Alexander Galetovic.

  • La crisis eléctrica que ocurrió en Chile central en 1998 y 1999 desató una gran polémica y generó un clamor por modificar el marco regulatorio de la industria. Se ha afirmado que en Chile no deberían ocurrir restricciones de consumo y que, por lo tanto, la crisis muestra que las empresas no invirtieron lo suficiente. Adicionalmente, se ha sostenido que los reguladores no tenían atribuciones suficientes. Esto demostraría que el mercado no funciona en este sector, siendo indispensable aumentar las facultades discrecionales de los reguladores.
  • Este diagnóstico es equivocado. En primer lugar, la sustantiva variabilidad hidrológica a la que está sujeto Chile central hace inevitable que en algunos años se deba restringir el consumo. Mantener capacidad de reserva suficiente para hacer frente a cualquier sequía, por severa que sea, no tiene sentido económico y no le conviene al país.
  • En segundo lugar, a pesar de la sequía extrema y de la falla prolongada de la central Nehuenco, estimaciones conservadoras indican que la crisis y los déficit de abastecimiento que la acompañaron (450 GWh en total repartidos en 81 días) podrían haberse evitado con holgura si la regulación vigente se hubiera aplicado adecuadamente. Por lo tanto, la crisis no se debió a inversión insuficiente.
  • En tercer lugar, un examen cuidadoso de la actuación de los reguladores muestra que tenían atribuciones para intervenir, pero no las usaron. Esta omisión fue importante porque el sistema de precios actualmente vigente requiere de la intervención acertada de los reguladores. Los reguladores no zanjaron oportunamente las disputas en el Centro de Despacho Económico de Carga, no aplicaron el mecanismo de compensaciones a usuarios regulados cuando y como correspondía y el Ejecutivo pospuso los decretos de racionamiento mucho más allá de lo prudente.
  • Todo lo anterior implica que no se puede afirmar que el mercado no funcionó.

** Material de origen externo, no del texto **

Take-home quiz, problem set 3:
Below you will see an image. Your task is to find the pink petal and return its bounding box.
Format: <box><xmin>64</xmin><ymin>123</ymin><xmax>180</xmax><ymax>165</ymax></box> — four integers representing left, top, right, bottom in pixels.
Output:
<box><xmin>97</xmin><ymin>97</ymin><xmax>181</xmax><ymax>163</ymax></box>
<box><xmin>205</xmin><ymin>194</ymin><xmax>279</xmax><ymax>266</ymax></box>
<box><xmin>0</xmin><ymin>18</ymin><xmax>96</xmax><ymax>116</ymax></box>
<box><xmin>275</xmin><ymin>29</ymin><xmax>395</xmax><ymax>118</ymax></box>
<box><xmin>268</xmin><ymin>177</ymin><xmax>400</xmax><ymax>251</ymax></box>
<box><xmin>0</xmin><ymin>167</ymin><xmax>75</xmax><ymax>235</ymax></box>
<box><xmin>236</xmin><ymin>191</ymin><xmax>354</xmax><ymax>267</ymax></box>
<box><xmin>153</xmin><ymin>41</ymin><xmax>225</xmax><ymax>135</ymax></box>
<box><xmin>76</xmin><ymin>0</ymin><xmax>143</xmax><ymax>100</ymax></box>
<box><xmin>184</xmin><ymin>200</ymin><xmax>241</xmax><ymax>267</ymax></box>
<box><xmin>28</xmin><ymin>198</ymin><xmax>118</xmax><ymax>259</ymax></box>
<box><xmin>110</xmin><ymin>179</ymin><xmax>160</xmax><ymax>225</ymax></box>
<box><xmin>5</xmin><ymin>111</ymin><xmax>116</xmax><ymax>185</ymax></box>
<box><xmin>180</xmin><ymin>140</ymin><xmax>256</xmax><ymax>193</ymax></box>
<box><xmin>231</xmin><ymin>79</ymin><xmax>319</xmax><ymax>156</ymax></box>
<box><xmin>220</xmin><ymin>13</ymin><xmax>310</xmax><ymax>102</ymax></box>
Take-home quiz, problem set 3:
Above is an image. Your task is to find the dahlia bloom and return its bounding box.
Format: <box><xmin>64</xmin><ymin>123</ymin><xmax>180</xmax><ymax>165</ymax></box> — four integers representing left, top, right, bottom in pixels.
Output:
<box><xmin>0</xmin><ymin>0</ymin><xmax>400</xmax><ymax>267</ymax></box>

Antes bien, el problema fue que la regulación está estructurada de manera que el mercado no puede funcionar sin que intervengan los reguladores.
  • El sello de un mercado libre son los precios flexibles que reflejan adecuadamente la escasez relativa de los recursos y los contratos entre privados que señalan claramente cómo repartir los riesgos. Este no es el caso de la generación eléctrica. La flexibilidad de precios se sustituye por la intervención de los reguladores. Por lo tanto, la crisis no fue la prueba de fuego del mercado libre sino de la capacidad de los reguladores de hacer cumplir la ley vigente.
  • La lección de la crisis es que la intervención de reguladores no es buen sustituto de la flexibilidad de precios y los contratos privados. Es una ilusión creer que futuras crisis se evitarán aumentando las facultades discrecionales de los reguladores. Por el contrario, la regulación debería modificarse para disminuir la necesidad de intervención regulatoria, introducir precios flexibles que reflejen adecuadamente la escasez relativa de los recursos, dejar que los contratos entre privados señalen claramente cómo repartir los riesgos e introducir mecanismos privados de resolución de conflictos. El proyecto de ley de la CNE recientemente divulgado va en la dirección contraria.